Crypto | Et Tu Blathers | UIUCTF 2020
This is my first ctf writeup. How exciting! This problem is a warmup crypto question on Vigenere cipher.
Problem
Et tu Mr. Mayor?! Mr mayor is eating his salad and he has a good ‘Vigenerete’ dressing. He is also trying to read his email, but something is wrong with the first line of this file… I think it is encoded! Can you decrypt it?
Wrap your result in uiuctf{}
You may find a wordlist of commonly used words helpful for this challenge
To clarify The first line is Ciphertext, the other lines are not.
Solution
The problem description ‘Vigenerete’ dressing hints at the use of Vigenere cipher. In short, this is a cipher where A + A = A and ADB + BDA = BGB, calculated mod 26 using the English alphabet.
Now we have a basic idea about the hints, let’s look at the unknown 1006-line text file:
HVTRQYPZACMZQOXMGFBDHIXANICCIN
XRFXVMKIUQHXNOLVBRKJBSYPJJOGWW
QNRQHKODVKQYLCBKLORVOBYCDBGBEF
SXZDJVYIAXZIEXCUIICKFSVGIJSAWR
KJYOENPAEOQPTGRYCHNMRLMMGMMGKY
QOQPLFQENMEOBVJFEZNMAOFFZPERUG
...
Woah, I have no idea what this is saying. In general, when there’s unknown ciphertext, we throw it in some frequency analysis just to get some clues. Nope. Frequency of each character is about the same.
Okay, let’s look at the rest of the hints. Taking first line as ciphertext in a vigenere cipher, we just need a key to calculate the message. At this point, we might as well just try each line as key and see if the result is English.
alph = b'ABCDEFGHIJKLMNOPQRSTUVWXYZ'
def minus(a, b):
res = [(alph.index(a[k]) - alph.index(b[k])) % 26 for k in range(len(a))]
res = list(map(lambda x: alph[x], res))
return bytes(res)
lines = open('crypto-warmup', 'rb').read().rstrip().split(b'\n')
possibles = [minus(lines[0], l) for l in lines[1:]]
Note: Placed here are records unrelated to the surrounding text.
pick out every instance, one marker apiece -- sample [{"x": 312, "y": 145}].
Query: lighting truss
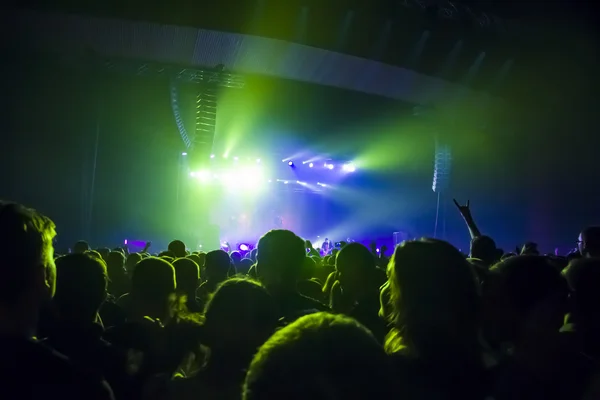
[{"x": 216, "y": 76}]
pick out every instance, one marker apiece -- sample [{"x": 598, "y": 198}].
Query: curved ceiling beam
[{"x": 244, "y": 54}]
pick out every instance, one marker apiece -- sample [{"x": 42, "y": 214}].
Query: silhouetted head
[
  {"x": 27, "y": 270},
  {"x": 153, "y": 284},
  {"x": 280, "y": 259},
  {"x": 355, "y": 266},
  {"x": 217, "y": 265},
  {"x": 589, "y": 242},
  {"x": 516, "y": 291},
  {"x": 484, "y": 248},
  {"x": 81, "y": 247},
  {"x": 240, "y": 316},
  {"x": 583, "y": 276},
  {"x": 187, "y": 274},
  {"x": 82, "y": 282},
  {"x": 434, "y": 298},
  {"x": 321, "y": 357}
]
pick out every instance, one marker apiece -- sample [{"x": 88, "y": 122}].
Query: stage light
[
  {"x": 203, "y": 175},
  {"x": 349, "y": 167}
]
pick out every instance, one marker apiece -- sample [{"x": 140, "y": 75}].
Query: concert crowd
[{"x": 288, "y": 321}]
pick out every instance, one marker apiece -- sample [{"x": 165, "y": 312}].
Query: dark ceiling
[{"x": 547, "y": 40}]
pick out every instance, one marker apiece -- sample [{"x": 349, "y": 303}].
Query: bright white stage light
[{"x": 203, "y": 175}]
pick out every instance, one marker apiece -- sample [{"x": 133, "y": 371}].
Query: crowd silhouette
[{"x": 287, "y": 321}]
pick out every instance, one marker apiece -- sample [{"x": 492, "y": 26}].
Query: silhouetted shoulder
[{"x": 31, "y": 370}]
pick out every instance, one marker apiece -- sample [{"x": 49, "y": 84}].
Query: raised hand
[{"x": 465, "y": 210}]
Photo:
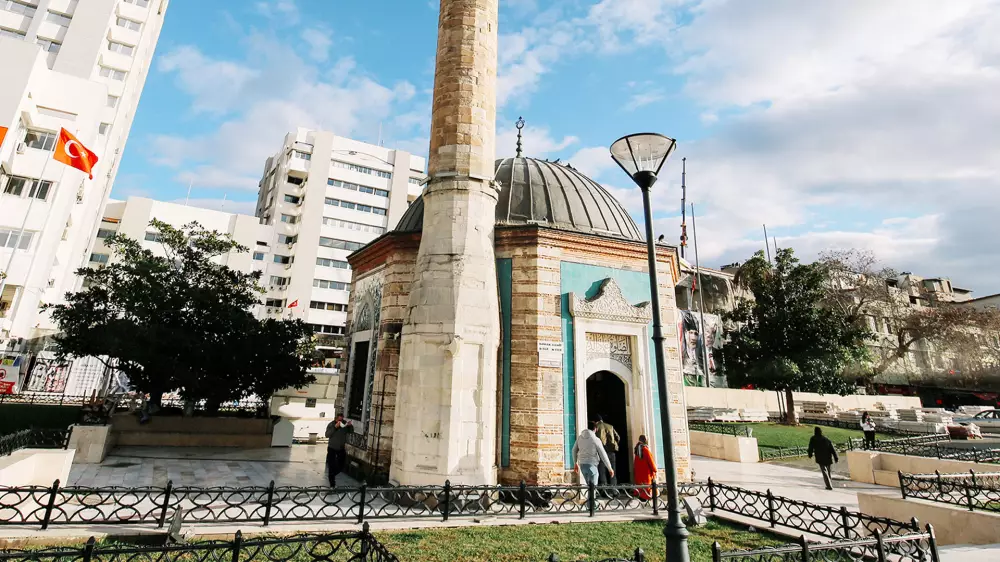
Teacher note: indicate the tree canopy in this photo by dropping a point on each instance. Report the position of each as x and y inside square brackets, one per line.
[181, 320]
[783, 338]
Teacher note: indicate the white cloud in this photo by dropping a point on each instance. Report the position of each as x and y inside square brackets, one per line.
[319, 43]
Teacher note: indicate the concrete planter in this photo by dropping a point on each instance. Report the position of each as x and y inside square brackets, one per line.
[170, 431]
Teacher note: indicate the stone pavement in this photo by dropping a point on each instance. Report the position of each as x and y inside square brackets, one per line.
[299, 465]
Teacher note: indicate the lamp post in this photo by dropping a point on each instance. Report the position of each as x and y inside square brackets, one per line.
[641, 156]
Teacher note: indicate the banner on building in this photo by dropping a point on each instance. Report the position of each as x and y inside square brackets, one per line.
[701, 349]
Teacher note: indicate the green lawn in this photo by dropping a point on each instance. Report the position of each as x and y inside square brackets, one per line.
[775, 435]
[569, 541]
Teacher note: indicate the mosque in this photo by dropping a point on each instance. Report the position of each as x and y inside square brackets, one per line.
[573, 292]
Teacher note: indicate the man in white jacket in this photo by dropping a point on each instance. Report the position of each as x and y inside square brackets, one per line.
[588, 453]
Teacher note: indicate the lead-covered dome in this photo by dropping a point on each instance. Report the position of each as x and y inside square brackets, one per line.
[547, 194]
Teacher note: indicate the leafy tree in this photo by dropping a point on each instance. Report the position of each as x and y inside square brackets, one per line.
[180, 319]
[782, 338]
[868, 293]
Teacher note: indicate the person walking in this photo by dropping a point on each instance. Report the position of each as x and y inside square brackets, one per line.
[868, 427]
[644, 469]
[609, 439]
[336, 447]
[826, 454]
[588, 454]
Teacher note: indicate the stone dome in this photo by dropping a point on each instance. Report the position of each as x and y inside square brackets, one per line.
[547, 194]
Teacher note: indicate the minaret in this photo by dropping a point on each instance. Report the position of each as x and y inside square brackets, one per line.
[445, 419]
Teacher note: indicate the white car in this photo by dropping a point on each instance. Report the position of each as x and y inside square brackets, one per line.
[987, 420]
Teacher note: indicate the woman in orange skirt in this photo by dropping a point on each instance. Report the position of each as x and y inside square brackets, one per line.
[645, 469]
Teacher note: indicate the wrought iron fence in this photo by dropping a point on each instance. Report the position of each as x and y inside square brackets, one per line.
[34, 439]
[970, 490]
[933, 446]
[822, 520]
[915, 547]
[354, 546]
[58, 505]
[637, 556]
[736, 430]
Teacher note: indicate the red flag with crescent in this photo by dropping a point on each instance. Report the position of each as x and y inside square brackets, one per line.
[71, 152]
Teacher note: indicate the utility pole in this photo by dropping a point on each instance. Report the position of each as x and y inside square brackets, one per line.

[print(p) for p in possibles[:20]]
This gives:
KEOUVMFRGMFCDAMRFORUGQZLEZOWMR
RICBJOBWFSWBFMWCVRKITHZYKHWBEI
PYUOHDRRAFNRMRVSYXZTCQCUFZKCMW
XMVDMLAZWOWKXIGOEYORQXLOHWQWYP
RHDCFTZVNQILPTOHCGORHUSVOTYLOH
FGKTOEWHUETMIRHMPWSWTJCWDCLZVM
...
We still need to find which line looks at English the most. To do this, we assign each line a frequency score and rank them. For our purposes here, it’s enough to assign each English letter a score of its letter frequency proportion and sum the letter scores for each line. The top results are here:
(1.38037, b'UEDEHYNYOHJKAAEITCOMNLIIJNFNGH')
(1.3693, b'TWVMEODORHSTSBDYWCBDLCANIEEOWS')
(1.36799, b'HMEVACIFTRORSCVXCDNOTENEOMDAJW')
(1.36127, b'TNKRLSTWRRFTEDWZNBBSDKREIVOELA')
(1.33832, b'EEHHIDHETLSIGDQIJWZEOPIDFLZSTQ')
(1.33214, b'AITHPEKYKHCWSZYEFTSTQNENXIROBT')
(1.33066, b'WYEICVDMPNEERDAEQPKBYNJASENGFE')
(1.31041, b'HSCNBANMOTPOFEFWFUPIEHIITIYAKF')
(1.29099, b'OHHECKFRICKICANTSTOPTYPINGLOUD')
(1.28721, b'SQRKNETKNNHATLLLPDSGTEQSDVZAPT')
...
We have our flag here:
uiuctf{OHHECKFRICKICANTSTOPTYPINGLOUD}
Comments
I don’t think the hint of using wordlist of commonly used words was any helpful for me. Even the random texts had some common words that would be false positives.